The network shown in Mike Bostock’s example is pretty simple, but it struck me as a great way to visualise my network of networks. Here’s an example. This is Great Britain’s economy in 2009. Each circle is a sector of the economy, and a link between two sectors shows the extent to which one sector sold goods to the other in that year. For simplicity, most of the smaller links have been filtered out (otherwise, the whole thing is a tangled mess!)

This is great: the sectors are circles, with the bigger circles being the bigger sectors overall, and the connections between the circles being the value of the goods sold from one sector to another. The thicker the line, the more goods were sold.

But there’s a key piece of information missing from this way of viewing the network: the flows between sectors have direction, that is to say, it matters that sector A sold £100 worth of stuff to sector B, rather than the other way around. So how to visualise the network in a way that emphasises the directionality of the links as well as the size?
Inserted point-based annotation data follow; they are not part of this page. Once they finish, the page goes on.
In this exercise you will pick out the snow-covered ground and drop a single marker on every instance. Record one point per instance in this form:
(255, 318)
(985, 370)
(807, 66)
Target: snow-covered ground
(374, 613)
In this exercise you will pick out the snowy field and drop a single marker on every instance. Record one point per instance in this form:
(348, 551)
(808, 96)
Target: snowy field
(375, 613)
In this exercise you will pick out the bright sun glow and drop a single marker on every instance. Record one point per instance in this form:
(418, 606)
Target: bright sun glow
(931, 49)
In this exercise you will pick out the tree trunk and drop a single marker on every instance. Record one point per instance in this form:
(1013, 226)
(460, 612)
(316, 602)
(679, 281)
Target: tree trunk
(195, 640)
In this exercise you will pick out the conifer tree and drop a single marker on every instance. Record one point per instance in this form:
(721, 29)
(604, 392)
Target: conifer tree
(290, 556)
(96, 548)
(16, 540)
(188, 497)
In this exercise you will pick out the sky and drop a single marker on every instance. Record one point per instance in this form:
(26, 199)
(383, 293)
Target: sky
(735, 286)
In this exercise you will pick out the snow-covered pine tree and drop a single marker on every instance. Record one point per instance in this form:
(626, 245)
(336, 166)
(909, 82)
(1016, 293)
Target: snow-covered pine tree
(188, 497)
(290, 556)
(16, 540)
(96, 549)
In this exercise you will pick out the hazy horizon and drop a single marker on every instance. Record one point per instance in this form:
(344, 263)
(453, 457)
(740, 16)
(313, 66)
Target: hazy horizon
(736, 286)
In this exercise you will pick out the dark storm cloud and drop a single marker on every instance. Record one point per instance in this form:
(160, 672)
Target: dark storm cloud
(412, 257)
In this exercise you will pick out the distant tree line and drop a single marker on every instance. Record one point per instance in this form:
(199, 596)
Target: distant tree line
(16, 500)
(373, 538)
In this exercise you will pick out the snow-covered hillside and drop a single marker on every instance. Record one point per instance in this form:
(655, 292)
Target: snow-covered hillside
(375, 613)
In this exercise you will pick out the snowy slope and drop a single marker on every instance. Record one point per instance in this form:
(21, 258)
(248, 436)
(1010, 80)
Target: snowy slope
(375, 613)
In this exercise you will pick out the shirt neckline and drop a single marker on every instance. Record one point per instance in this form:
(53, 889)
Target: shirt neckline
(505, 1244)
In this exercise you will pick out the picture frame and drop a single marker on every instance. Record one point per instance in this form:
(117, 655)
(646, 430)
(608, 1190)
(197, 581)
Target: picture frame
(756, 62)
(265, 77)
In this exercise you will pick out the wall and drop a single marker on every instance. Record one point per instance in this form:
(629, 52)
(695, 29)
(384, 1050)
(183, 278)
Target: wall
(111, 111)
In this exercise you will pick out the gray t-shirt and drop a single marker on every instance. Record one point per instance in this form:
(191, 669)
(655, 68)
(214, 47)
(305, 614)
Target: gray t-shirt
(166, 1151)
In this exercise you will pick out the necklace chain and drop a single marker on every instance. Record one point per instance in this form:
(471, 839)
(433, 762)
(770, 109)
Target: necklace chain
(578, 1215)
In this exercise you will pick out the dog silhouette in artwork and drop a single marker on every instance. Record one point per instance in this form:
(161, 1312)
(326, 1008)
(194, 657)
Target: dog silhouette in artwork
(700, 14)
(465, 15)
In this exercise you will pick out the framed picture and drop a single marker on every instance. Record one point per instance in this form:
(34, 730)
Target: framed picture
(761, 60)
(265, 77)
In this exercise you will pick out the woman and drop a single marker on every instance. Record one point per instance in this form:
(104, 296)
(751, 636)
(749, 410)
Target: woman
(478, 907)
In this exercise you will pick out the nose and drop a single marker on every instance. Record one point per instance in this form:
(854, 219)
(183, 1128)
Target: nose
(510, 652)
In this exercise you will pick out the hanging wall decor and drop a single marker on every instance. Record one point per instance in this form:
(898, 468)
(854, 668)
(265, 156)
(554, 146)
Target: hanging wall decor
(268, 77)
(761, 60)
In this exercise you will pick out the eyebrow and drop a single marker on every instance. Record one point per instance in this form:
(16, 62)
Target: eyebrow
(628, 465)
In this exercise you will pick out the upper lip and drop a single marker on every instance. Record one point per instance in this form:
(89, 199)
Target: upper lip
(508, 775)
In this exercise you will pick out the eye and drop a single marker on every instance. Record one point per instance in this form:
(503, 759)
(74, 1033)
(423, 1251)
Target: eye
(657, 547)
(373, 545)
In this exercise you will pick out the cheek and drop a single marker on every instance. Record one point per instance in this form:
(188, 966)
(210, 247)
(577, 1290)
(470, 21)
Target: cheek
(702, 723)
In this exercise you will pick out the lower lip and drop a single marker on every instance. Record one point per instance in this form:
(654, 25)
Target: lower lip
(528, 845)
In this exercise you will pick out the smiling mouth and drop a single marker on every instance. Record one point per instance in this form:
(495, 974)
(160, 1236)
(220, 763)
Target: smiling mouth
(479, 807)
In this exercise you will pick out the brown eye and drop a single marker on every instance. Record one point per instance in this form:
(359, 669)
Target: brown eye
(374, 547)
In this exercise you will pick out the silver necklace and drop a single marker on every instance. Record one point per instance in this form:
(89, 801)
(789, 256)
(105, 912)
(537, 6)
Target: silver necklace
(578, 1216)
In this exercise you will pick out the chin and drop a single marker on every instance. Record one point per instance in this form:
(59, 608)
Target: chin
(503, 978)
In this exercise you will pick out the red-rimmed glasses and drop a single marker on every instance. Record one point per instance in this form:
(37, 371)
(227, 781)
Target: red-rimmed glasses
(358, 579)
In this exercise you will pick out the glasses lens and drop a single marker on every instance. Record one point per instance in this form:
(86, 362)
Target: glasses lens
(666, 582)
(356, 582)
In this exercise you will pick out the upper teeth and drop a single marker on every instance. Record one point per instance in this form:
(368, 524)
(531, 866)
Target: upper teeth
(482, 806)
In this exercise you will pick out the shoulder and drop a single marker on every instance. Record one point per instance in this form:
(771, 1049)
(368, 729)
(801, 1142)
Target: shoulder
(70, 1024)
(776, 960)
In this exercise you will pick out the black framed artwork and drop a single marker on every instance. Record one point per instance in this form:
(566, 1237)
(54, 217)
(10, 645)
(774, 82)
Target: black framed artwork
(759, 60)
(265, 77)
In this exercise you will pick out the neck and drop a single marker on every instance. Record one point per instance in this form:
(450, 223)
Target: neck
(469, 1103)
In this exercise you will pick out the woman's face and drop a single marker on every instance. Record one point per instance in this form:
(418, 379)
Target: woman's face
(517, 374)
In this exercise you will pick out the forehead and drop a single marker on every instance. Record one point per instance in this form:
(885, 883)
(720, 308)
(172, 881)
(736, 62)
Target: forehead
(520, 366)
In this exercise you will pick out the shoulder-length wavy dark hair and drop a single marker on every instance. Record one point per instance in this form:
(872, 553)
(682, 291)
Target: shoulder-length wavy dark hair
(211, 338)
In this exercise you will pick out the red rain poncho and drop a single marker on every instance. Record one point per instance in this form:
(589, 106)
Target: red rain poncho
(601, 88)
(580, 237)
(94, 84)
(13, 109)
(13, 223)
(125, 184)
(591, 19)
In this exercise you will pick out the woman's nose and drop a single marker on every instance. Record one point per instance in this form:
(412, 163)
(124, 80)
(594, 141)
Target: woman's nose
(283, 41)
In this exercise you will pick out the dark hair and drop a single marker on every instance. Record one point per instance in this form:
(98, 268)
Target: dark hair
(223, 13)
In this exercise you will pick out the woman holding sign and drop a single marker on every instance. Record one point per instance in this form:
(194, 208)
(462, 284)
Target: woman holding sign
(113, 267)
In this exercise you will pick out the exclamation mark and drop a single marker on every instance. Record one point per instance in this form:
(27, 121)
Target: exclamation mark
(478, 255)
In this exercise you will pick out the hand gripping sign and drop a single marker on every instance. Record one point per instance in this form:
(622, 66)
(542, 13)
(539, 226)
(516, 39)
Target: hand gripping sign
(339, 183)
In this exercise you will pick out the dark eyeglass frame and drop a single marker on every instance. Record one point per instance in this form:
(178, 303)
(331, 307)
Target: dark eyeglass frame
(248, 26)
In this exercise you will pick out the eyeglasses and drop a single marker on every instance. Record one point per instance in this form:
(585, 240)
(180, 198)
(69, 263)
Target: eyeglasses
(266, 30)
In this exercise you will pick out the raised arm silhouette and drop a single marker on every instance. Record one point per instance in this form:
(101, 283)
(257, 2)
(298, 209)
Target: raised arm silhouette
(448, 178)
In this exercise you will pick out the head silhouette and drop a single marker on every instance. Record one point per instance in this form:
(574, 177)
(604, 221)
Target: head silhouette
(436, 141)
We could try putting arrows on the ends of the links, right? Mike Bostock has thought of this already of course, and has a simple example here. But the problem is that the circles in his example are a fixed size. If the circles were bigger, the arrows would get hidden underneath them. How to place the arrows when the circles are all different sizes and the line connecting them is ‘bendy’ is an ‘unpleasant’ maths problem.

How to place an arrow when circle sizes differ

I wrestled with putting arrows on the lines for a while before abandoning the project altogether. Then, after some skillful Googling (as vital to the 21st century citizen as reading and writing was to citizens of previous centuries) I came across this from Mike Bostock’s website:

Making a gradient follow a path

With this idea, I could make each end of the links a different colour with, say, red being the seller’s end, and green being the buyer’s end. On a very small subset of my UK 2009 economy network, things seem to work pretty well:

but the computational overhead is massive. Each line in this network is really a group of around 30 little pieces of line, each with its own colour, creating the effect of a smooth transition from green to red. That means that the browser has to work much harder than it otherwise would have to. This approaches scales very poorly. Here’s a slightly more filled out network (these videos are real-time captures of my browser’s output):

Although the network is still a tiny fraction of the complete picture, things are already starting to slow down. Finally, just to really push things to the limit, here’s the network as shown in the very first video in this post. As you can see, although the resulting network looks “pretty cool” (for which read, mind-bogglingly complex) my browser has basically ceased to function. It takes around ten seconds to process each frame of the animation.

So it looks like the colouring of the links is not workable. Watch this space for more updates as I try different methods for showing a big network with directed links.